What Enterprises and Practitioners Should Focus On Now

Monitor SASO’s official list of recognized AI platforms

SASO names ANSYS Twin Builder and Siemens Simcenter 3D in the notice — but does not confirm whether additional platforms may be added or whether version-specific validation is required. Stakeholders should track updates to SASO’s publicly available platform recognition register, expected to be published separately.

Verify simulation scope against the exact tri-loading condition definition

The notice specifies ‘temperature gradient + wind load + microseismic excitation’ as a coupled scenario. Analysis shows this implies dynamic superposition — not sequential or isolated loading. Suppliers must ensure their simulation methodology reflects true coupling (e.g., co-simulation or tightly integrated solvers), not post-hoc data aggregation. Misinterpretation risks rejection at SASO’s technical review stage.

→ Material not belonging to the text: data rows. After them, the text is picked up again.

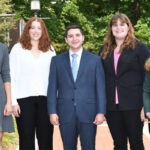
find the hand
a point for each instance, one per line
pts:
(54, 119)
(142, 115)
(99, 119)
(7, 109)
(16, 110)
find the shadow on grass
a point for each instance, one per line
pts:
(10, 139)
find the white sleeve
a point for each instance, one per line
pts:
(13, 72)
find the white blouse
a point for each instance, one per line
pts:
(29, 75)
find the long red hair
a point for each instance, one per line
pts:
(44, 42)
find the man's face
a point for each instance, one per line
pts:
(74, 39)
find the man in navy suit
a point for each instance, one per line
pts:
(76, 104)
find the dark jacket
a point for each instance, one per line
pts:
(84, 98)
(129, 78)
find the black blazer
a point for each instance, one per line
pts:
(129, 78)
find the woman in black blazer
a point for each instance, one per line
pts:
(123, 59)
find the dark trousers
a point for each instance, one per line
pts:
(34, 120)
(70, 132)
(126, 125)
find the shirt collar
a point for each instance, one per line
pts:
(79, 52)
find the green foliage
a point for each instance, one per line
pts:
(143, 30)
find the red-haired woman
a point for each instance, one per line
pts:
(6, 121)
(124, 58)
(29, 66)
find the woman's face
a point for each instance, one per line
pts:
(35, 31)
(119, 30)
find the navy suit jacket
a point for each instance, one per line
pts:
(83, 98)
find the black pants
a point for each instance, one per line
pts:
(126, 125)
(33, 121)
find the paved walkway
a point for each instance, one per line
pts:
(103, 139)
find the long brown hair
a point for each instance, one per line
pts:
(110, 42)
(44, 42)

Distinguish between policy issuance and operational enforcement

The notice takes effect August 2026, but SASO has not yet published implementation guidelines (e.g., acceptable file formats, reporting templates, or audit procedures for simulation validity). Current more appropriate understanding is that this is a regulatory signal — not yet an executable process. Enterprises should treat the period between May and August 2026 as a critical alignment window, not a full readiness deadline.

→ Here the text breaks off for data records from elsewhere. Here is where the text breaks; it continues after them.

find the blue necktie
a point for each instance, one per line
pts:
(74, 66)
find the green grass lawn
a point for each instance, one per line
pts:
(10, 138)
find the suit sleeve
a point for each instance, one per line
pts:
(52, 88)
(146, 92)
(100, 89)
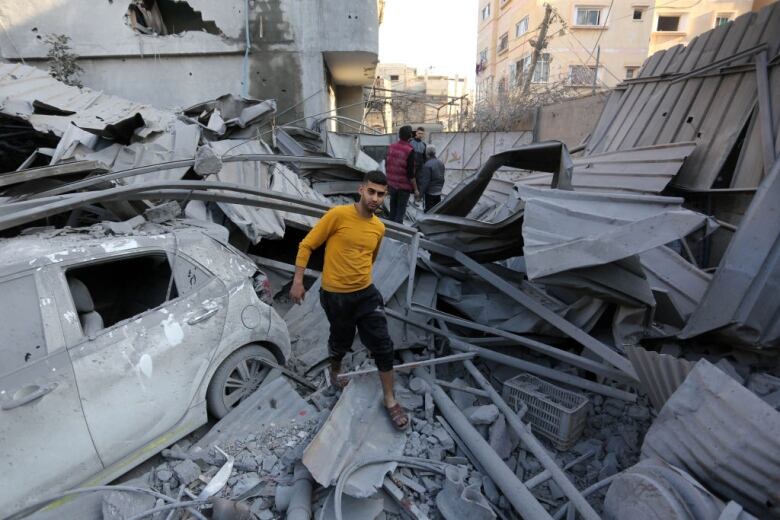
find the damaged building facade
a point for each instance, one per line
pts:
(310, 56)
(579, 333)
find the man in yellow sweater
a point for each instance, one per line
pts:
(352, 235)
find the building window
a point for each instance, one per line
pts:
(542, 70)
(582, 75)
(668, 24)
(503, 43)
(588, 16)
(521, 28)
(722, 19)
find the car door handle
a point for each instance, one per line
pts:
(203, 317)
(36, 394)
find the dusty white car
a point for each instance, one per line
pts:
(114, 347)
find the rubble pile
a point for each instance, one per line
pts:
(596, 338)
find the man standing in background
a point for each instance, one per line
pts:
(399, 167)
(430, 180)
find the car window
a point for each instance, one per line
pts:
(107, 292)
(188, 275)
(21, 328)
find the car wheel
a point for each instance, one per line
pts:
(237, 377)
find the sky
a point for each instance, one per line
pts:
(441, 34)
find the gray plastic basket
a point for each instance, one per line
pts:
(556, 413)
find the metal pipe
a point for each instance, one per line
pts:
(413, 364)
(300, 503)
(556, 353)
(560, 323)
(467, 389)
(545, 475)
(539, 370)
(534, 446)
(513, 489)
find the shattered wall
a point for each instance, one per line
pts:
(177, 53)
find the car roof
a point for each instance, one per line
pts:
(38, 247)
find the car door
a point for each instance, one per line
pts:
(137, 377)
(45, 445)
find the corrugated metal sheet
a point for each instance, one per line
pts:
(638, 170)
(259, 223)
(674, 100)
(359, 428)
(256, 412)
(564, 230)
(659, 374)
(21, 85)
(742, 299)
(683, 282)
(463, 153)
(723, 435)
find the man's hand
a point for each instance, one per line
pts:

Prepare internal coordination between design, simulation, and export compliance teams

Historically siloed functions — mechanical design, CAE modeling, and regulatory documentation — must now operate jointly from early project phases. Companies should initiate cross-functional briefings to align on simulation assumptions, boundary conditions, and output deliverables well before final submission.

Editorial Perspective / Industry Observation

Observably, this notice reflects SASO’s strategic pivot toward digital conformity infrastructure — using AI-enabled simulation not merely as supplementary evidence, but as primary verification for mission-critical infrastructure components. From an industry perspective, it is less a one-off tightening and more an early indicator of how Gulf infrastructure programs may increasingly embed digital twin requirements into technical specifications. Analysis suggests this approach prioritizes predictive performance under complex real-world conditions over static compliance — a paradigm shift with implications extending beyond expansion joints to other dynamic civil infrastructure elements. However, its current status remains transitional: no public guidance exists on third-party simulation audit protocols or dispute resolution mechanisms for simulation discrepancies. That gap signals continued need for close monitoring.

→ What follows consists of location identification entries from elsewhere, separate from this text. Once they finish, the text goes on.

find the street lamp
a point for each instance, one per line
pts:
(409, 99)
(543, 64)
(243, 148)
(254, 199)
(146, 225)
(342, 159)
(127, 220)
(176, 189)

This notice underscores a broader trend: regulatory convergence between physical product standards and computational engineering rigor — especially where infrastructure resilience is tied to national vision goals (e.g., NEOM). It is not yet a fully matured framework, but rather a directional signal demanding proactive technical and procedural adaptation.

Conclusion

SASO’s May 2026 notice marks a notable escalation in technical expectations for expansion joint suppliers to Saudi mega-projects. Its significance lies not only in the immediate compliance burden but in what it reveals about evolving regulatory logic: digital simulation is transitioning from optional engineering support to mandatory conformity evidence. For stakeholders, the current phase is best understood as a preparatory alignment period — not a finalized compliance regime. Continued attention to SASO’s forthcoming implementation clarifications will be essential to avoid delays in project delivery and certification cycles.

Source Attribution

Main source: SASO Technical Notice SASO/TECH/2026/089, issued May 3, 2026.
Points requiring ongoing observation: SASO’s official list of approved AI simulation platforms (beyond initial mention of ANSYS Twin Builder and Siemens Simcenter 3D); publication of implementation guidelines including reporting templates, version control policies, and audit procedures.